— Le déjeuner ? Nous ne déjeunons pas. Jamais.
À quatre heures, du thé vert et des scones au blé complet avaient été cérémonieusement servis. Mais mon estomac protestait vigoureusement. À peine échappé de cet enfer, j’avais dévoré une baguette entière.
— Tu étais si drôle, m’a félicité Mélanie, alors que nous partions.
Didier, Emmanuel et Hélène ont acquiescé. Je percevais chez tous un mélange d’admiration et d’étonnement.
— Je ne te connaissais pas ce talent !
Quand je me suis endormi en tenant entre mes bras ma jolie reine des neiges, j’étais heureux. Oui, j’étais un homme heureux.
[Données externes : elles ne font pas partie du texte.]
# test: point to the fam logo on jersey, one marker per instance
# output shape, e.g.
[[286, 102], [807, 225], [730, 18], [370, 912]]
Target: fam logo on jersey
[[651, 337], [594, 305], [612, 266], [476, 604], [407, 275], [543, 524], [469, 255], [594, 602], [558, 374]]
Samedi après-midi. Mélanie et moi, devant l’énorme portail de fer forgé de l’immeuble où habite notre grand-mère. Nous avons téléphoné ce matin pour prévenir le bon Gaspard que nous viendrions rendre visite à Blanche. Je n’ai pas mis les pieds ici depuis cet été. Mélanie tape le code et nous traversons l’immense hall au tapis rouge. La concierge jette un coup d’œil derrière son rideau de dentelle et hoche la tête en croisant notre regard. Rien n’a changé ici. Le tapis est peut-être un peu plus élimé et un ascenseur de verre, étonnamment silencieux, a récemment remplacé l’ancien modèle.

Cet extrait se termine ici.